You can see Sue’s full impressive obituary on line at
I would like to convey a somewhat more personal account of our all too brief friendship. Yes, her name was really Lois Elizabeth, although she never used it. “Sue” evidently came from the American song “Oh Susannah,” popular when she and Peter were looking for the right pet name. It was between Sue and another name she would never admit to–it must have been a doozy. The common denominator that shines through Sue’s many and varied pursuits is her generosity of spirit. Everything to which she turned her attention involved the improvement of someone’s life, empathy for the human condition and a desire to make it better. There she met her match in her life partner, Peter Day. Rarely is one fortunate enough to witness a couple so connected, so devoted. When Sue celebrated her 92nd birthday this past July, Peter wrote to tell me, “She’s the same age as the queen!” An apt comparison, because he clearly saw her as his queen for every single day of their 67-year marriage.
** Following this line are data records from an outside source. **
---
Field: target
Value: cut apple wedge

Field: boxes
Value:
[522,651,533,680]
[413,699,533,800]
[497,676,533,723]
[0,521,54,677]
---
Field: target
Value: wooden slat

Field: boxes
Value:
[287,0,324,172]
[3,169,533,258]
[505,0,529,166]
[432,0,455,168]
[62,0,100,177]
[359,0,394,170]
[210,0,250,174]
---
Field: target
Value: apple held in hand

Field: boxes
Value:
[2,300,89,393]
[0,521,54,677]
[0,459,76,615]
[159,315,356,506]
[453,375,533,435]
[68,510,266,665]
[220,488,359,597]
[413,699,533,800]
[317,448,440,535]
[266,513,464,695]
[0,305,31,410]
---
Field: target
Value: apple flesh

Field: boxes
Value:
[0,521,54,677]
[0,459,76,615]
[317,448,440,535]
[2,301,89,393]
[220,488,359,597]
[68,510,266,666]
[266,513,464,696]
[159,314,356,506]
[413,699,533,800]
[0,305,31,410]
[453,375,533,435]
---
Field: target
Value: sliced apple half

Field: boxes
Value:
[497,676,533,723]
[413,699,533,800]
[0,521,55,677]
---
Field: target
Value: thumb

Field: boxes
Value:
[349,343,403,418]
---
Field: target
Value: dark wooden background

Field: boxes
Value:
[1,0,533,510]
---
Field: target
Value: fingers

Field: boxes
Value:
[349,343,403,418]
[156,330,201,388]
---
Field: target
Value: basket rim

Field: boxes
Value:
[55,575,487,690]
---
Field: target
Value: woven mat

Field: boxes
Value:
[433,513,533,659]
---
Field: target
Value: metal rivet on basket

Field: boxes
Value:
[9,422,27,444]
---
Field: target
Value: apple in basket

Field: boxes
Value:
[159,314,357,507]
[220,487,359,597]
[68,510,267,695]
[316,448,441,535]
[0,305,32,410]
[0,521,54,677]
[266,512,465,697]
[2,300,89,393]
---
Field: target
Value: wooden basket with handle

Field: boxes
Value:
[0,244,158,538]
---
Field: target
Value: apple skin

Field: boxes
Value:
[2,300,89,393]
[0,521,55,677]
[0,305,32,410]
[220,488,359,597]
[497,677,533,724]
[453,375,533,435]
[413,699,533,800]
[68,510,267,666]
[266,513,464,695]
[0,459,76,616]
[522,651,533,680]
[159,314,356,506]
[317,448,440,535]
Very regrettably, Peter left New Haven in 1979; Sue followed a year later–a separation of necessity they swore never to repeat. Those of us who were lucky enough to know them and study with them have never entirely stopped missing them. It was an honor that they returned last autumn for our 40th anniversary celebration, and a privilege to be able to show them that we’re carrying on their work to the extent we can. I’ll be forever grateful that we could share that one last experience with the two of them. I’m glad a number of you, who hadn’t had the chance before, got to meet them that day and have a conversation with them. In Peter’s words, “I know Sue would want me to say ‘we send you all our love and fondest wishes and our expectations that you will continue to enjoy the dancing.’ She so loved to dance and teach beginners.” Sue conveyed that love loud and clear, from the moment I met her. She enriched her students’ lives immeasurably, turning what could have been a passing fancy into an enduring passion. I don’t know if there was Scottish dancing in heaven before–but I’m sure there is now.